Background and objectives: Sepsis is the leading cause of morbidity and mortality for patients admitted to an intensive care unit. The evaluation of new therapies has been hampered by the underdevelopment of outcome measures used to detect biological activity and patient-centered benefit in a complex and highly heterogeneous patient population. We sought to evaluate existing approaches and to draw on insights from other disciplines to propose a comprehensive approach to outcome evaluation in sepsis clinical trials.
Methods: An expert colloquium organized by the International Sepsis Forum brought together sepsis researchers, clinical epidemiologists, and experts in the development and implementation of outcome measures in rheumatology, neurology, and oncology.

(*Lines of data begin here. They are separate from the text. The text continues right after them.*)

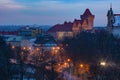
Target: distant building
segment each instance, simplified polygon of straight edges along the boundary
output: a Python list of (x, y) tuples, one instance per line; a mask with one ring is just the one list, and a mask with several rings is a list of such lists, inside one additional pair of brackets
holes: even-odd
[(114, 14), (114, 19), (115, 19), (115, 22), (113, 26), (120, 27), (120, 14)]
[(42, 30), (38, 27), (21, 27), (18, 30), (18, 35), (19, 36), (24, 36), (24, 37), (36, 37), (38, 34), (41, 34)]
[(0, 35), (18, 35), (20, 26), (0, 25)]
[(33, 46), (44, 51), (51, 51), (53, 47), (57, 46), (57, 42), (51, 35), (40, 35), (37, 37)]
[(107, 13), (107, 31), (114, 36), (120, 36), (120, 14), (114, 14), (112, 5)]
[(56, 40), (63, 40), (65, 37), (76, 36), (81, 31), (92, 30), (94, 26), (94, 15), (89, 9), (86, 9), (81, 20), (75, 19), (73, 22), (64, 22), (64, 24), (56, 24), (48, 30)]
[(6, 43), (15, 47), (20, 47), (21, 46), (21, 41), (23, 37), (21, 36), (11, 36), (8, 39), (6, 39)]

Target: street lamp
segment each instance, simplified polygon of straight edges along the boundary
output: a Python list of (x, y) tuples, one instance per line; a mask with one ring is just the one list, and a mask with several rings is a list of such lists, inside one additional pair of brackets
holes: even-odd
[(39, 48), (36, 48), (37, 51), (39, 51)]
[(67, 59), (68, 62), (70, 62), (71, 60), (70, 59)]
[(80, 64), (80, 68), (83, 68), (83, 64)]
[(60, 50), (60, 47), (57, 47), (57, 50)]
[(23, 47), (23, 50), (25, 50), (26, 49), (26, 47)]
[(28, 50), (31, 50), (31, 47), (28, 47)]
[(60, 51), (60, 47), (52, 47), (52, 56), (54, 56), (54, 58), (58, 58), (59, 59), (59, 57), (58, 57), (59, 51)]
[(100, 62), (100, 65), (101, 66), (106, 66), (106, 62), (105, 61)]
[(14, 49), (15, 48), (15, 46), (14, 45), (12, 45), (12, 49)]

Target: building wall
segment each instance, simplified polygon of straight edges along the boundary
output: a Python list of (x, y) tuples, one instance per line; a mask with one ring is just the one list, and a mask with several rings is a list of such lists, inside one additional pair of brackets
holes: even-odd
[(83, 29), (83, 30), (88, 30), (88, 29), (89, 29), (89, 26), (88, 26), (88, 24), (87, 24), (87, 21), (86, 21), (86, 20), (84, 20), (84, 21), (83, 21), (83, 24), (82, 24), (82, 29)]
[(82, 25), (80, 24), (80, 22), (78, 24), (73, 23), (72, 30), (73, 30), (74, 35), (77, 35), (81, 31), (81, 29), (82, 29)]
[(25, 27), (19, 30), (19, 35), (25, 36), (25, 37), (35, 37), (36, 35), (41, 33), (42, 33), (42, 30), (38, 28)]
[(93, 26), (94, 26), (94, 17), (89, 16), (88, 17), (88, 29), (93, 29)]
[[(74, 20), (74, 22), (64, 24), (58, 24), (53, 26), (48, 33), (55, 37), (56, 40), (63, 40), (65, 37), (73, 37), (79, 34), (83, 30), (92, 30), (94, 24), (94, 15), (89, 9), (86, 9), (83, 15), (81, 15), (81, 20)], [(67, 27), (67, 29), (65, 28)], [(61, 29), (62, 28), (62, 29)], [(65, 28), (65, 30), (64, 30)]]
[(72, 31), (60, 31), (57, 32), (57, 40), (63, 40), (65, 37), (73, 37), (74, 33)]

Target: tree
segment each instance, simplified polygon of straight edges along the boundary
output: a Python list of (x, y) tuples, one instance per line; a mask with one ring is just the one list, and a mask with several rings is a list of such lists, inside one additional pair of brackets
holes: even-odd
[(101, 58), (118, 61), (120, 56), (118, 39), (106, 31), (81, 32), (76, 37), (65, 38), (62, 43), (66, 54), (75, 62), (97, 63)]
[[(93, 74), (103, 75), (101, 74), (102, 71), (104, 75), (110, 75), (118, 70), (116, 67), (113, 69), (113, 66), (104, 70), (98, 65), (100, 60), (114, 62), (117, 66), (120, 65), (120, 39), (106, 31), (98, 33), (81, 32), (76, 37), (65, 38), (63, 45), (66, 54), (74, 62), (90, 64), (90, 72)], [(106, 78), (109, 80), (110, 77), (107, 76)], [(117, 75), (112, 77), (117, 78)]]
[(13, 51), (11, 50), (11, 47), (8, 46), (3, 40), (3, 37), (0, 36), (0, 80), (10, 80), (10, 59), (13, 57), (12, 54)]

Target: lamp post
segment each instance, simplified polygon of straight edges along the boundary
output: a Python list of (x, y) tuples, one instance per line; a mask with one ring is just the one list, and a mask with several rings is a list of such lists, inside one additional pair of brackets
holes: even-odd
[(12, 45), (12, 49), (15, 49), (15, 46), (14, 46), (14, 45)]
[(98, 79), (105, 80), (105, 74), (106, 74), (105, 68), (107, 67), (107, 63), (106, 61), (101, 61), (99, 65), (101, 68), (100, 68), (100, 77), (98, 77)]

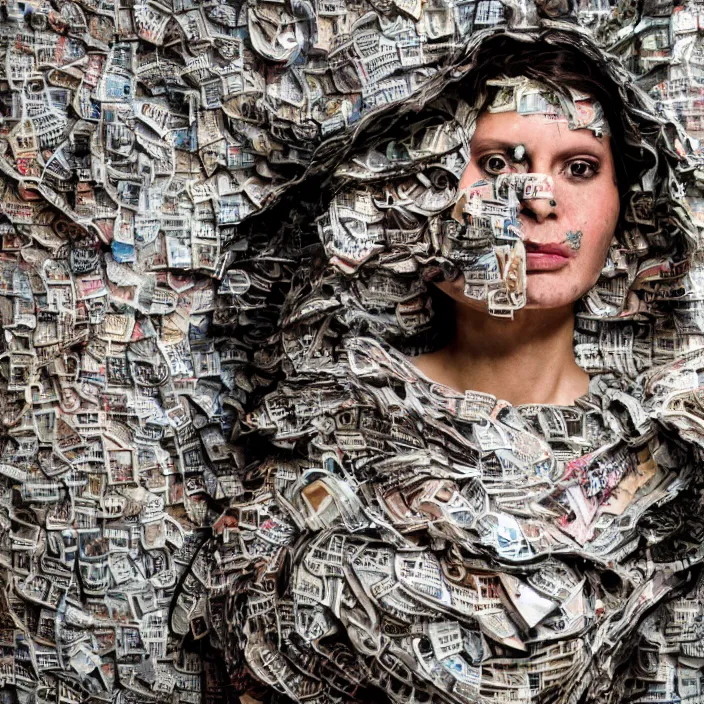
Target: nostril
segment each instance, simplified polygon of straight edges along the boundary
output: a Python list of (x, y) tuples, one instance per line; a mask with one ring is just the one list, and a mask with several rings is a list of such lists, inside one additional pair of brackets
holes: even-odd
[(518, 214), (536, 222), (544, 222), (548, 219), (557, 219), (557, 211), (555, 211), (548, 204), (547, 200), (543, 199), (521, 201), (521, 207)]
[(524, 217), (528, 218), (529, 220), (537, 220), (538, 215), (537, 213), (526, 203), (523, 203), (521, 205), (521, 209), (519, 210), (519, 215), (523, 215)]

Results: The translation of an evolving understanding of the biology of sepsis into effective new therapies for critically ill patients requires a reevaluation of the end points used to determine response to intervention. These represent a continuum that measures biological activity against the target at one end and sustained improvement in survival or quality of life at the other. Early phase research should determine whether an intervention works in vivo, using measures that are responsive and informative to provide proof of principle, to aid in selecting optimal patient populations for study, and to gain insights into optimal dose and duration of therapy. After in vivo biology has been demonstrated and the possibility of efficacy inferred by plausible improvements in surrogate physiologic measures, definitive studies should seek robust evidence of benefit using end points that measure important, patient-centered benefit, including intermediate and longer term survival and health-related quality of life. Nonmortal measures of benefit assume particular importance for populations, such as children, whose mortality risk is low, or who have significant rates of comorbidities that independently limit survival. Composite measures that integrate morbidity and mortality effects may provide the most meaningful information about therapeutic efficacy.
Conclusions: The development of explicit, hypothesis-driven, and iterative approaches to outcome measure development, patterned on approaches used in the fields of rheumatology and oncology, may improve the conduct of clinical studies in the critically ill.